The two countries are relatively young, have rich and proud history and are both hungry to change the future. This can be seen in India as well as in Israel and it, therefore, makes sense to share the experience and learn from each other. What Indian side can bring to the table is experience and size. Many big cities in India, from Noida and Gurgaon to Kolkata and Bangalore, have their own cybercities with their own ecosystems of creativity and innovation.
And then there are big companies in India that are liaising with and showing interest in Israeli companies. Many of the Indian companies like Infosys have bought up some Israeli start-ups whereas conglomerates like Tata, Mahindra etc. are at various stages of partnering with many Israeli start-ups. One is already in the process of bringing an Israeli start-up in its own incubator in India. So, if Israel is the “Start-up Nation,” there is also something called up “Start-up India.” Indian and Israeli companies are cooperating in India, in Israel and in Silicon Valley. I think you heard our Prime Minister saying that in Silicon Valley you hear only Hindi and Hebrew, and a bit of English. You should look at the profile of Indians visiting Israel; the number of entrepreneurs and professionals in areas like IT, communication, start-ups, Innovation etc. has grown dramatically in the traffic between India and Israel.

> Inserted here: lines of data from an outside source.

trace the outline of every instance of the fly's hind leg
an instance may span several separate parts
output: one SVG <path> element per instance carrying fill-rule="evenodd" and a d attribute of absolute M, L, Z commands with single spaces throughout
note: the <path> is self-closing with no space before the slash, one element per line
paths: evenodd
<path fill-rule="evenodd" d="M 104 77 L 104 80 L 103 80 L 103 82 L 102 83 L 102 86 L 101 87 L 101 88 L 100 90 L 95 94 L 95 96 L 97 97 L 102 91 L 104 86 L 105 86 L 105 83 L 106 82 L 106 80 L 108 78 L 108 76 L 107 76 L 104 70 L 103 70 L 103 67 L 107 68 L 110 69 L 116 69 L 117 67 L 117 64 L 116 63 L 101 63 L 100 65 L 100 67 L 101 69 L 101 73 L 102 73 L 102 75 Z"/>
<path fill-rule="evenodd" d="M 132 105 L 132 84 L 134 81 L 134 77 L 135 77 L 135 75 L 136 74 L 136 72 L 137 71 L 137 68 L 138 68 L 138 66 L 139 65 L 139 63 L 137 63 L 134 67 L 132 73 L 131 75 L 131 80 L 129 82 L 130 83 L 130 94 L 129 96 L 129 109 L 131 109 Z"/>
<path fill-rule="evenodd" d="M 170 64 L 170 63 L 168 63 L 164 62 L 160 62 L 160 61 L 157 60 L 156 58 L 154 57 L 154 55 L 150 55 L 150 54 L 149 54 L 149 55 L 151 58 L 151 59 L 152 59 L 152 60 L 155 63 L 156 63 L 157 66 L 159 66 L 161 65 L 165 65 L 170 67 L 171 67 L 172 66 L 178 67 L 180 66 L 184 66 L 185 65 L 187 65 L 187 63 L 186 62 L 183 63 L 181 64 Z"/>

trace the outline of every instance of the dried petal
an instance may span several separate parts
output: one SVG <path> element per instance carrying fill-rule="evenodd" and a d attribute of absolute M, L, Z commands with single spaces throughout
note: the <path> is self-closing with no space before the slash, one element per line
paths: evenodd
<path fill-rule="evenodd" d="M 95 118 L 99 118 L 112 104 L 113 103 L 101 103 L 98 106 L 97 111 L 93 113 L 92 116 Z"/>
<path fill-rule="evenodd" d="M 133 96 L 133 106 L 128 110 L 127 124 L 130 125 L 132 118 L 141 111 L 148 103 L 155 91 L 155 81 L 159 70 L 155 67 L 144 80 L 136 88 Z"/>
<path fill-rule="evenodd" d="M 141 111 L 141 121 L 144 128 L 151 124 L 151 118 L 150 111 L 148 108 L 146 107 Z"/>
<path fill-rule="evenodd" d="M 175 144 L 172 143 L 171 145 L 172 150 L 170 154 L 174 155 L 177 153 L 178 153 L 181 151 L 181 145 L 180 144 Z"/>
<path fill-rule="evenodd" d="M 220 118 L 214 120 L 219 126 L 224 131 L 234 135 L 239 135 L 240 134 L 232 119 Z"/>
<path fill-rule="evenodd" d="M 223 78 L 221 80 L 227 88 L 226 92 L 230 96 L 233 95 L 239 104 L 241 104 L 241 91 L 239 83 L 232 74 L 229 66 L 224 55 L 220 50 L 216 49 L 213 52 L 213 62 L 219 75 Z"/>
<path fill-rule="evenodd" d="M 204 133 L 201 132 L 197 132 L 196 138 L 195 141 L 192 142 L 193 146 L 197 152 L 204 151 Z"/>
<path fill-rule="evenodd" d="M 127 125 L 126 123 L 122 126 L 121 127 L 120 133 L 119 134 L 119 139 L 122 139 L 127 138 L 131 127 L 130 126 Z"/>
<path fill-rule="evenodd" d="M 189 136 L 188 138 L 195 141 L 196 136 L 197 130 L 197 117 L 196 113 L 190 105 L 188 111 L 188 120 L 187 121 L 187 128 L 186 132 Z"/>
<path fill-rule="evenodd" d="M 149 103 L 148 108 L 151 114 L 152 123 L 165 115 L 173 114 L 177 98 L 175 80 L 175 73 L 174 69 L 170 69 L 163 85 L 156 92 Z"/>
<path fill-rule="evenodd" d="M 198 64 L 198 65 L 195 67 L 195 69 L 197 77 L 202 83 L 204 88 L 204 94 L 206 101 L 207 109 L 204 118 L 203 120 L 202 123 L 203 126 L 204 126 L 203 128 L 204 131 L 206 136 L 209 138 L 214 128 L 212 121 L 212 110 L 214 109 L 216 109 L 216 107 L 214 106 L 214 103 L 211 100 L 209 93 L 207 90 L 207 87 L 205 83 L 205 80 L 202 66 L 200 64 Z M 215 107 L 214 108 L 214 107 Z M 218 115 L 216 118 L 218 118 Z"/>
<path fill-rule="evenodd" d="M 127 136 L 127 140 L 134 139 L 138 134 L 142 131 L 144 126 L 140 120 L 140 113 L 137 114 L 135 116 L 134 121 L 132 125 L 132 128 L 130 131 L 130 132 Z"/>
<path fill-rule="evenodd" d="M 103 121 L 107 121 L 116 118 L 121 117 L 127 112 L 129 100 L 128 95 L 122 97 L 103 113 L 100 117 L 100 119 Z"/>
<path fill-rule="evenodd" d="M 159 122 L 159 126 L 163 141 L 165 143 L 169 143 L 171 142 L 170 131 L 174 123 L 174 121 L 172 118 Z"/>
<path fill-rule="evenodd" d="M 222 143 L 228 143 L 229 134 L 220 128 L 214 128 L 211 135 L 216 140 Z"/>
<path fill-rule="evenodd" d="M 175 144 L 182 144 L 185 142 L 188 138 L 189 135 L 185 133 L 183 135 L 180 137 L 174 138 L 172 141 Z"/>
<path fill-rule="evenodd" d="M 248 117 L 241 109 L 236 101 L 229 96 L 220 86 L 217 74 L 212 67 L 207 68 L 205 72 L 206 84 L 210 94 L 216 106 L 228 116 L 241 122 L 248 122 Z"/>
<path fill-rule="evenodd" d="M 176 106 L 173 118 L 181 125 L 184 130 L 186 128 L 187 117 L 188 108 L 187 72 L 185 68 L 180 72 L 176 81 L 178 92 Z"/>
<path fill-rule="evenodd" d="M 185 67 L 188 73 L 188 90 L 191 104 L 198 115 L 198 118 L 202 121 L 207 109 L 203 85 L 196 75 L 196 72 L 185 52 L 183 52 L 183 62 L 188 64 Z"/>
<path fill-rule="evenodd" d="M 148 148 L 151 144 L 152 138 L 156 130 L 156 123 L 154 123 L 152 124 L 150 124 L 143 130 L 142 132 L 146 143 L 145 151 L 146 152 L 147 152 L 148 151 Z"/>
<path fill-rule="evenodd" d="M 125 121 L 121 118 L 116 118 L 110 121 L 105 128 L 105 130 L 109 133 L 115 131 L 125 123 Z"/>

How can we increase tourism between the two countries?
Tourism and people-to-people contacts are areas in which two countries should do more. It is definitely on our table. We don’t know each other enough. India does not know Israel enough and Israel does not know India enough. And when I say India, I don’t mean Delhi or other big cities in India. We at the Israeli embassy try to travel as much as possible. But we want to see more people traveling, learning, liaising, and having more students studying in each other’s country. I also would like more flights between the two countries. We have direct flights to Mumbai, but I would like direct flights to more north and south Indian cities. I think more people should travel between the two countries which would work to improve relations further, a relation which I characterize as friends, partners and allies.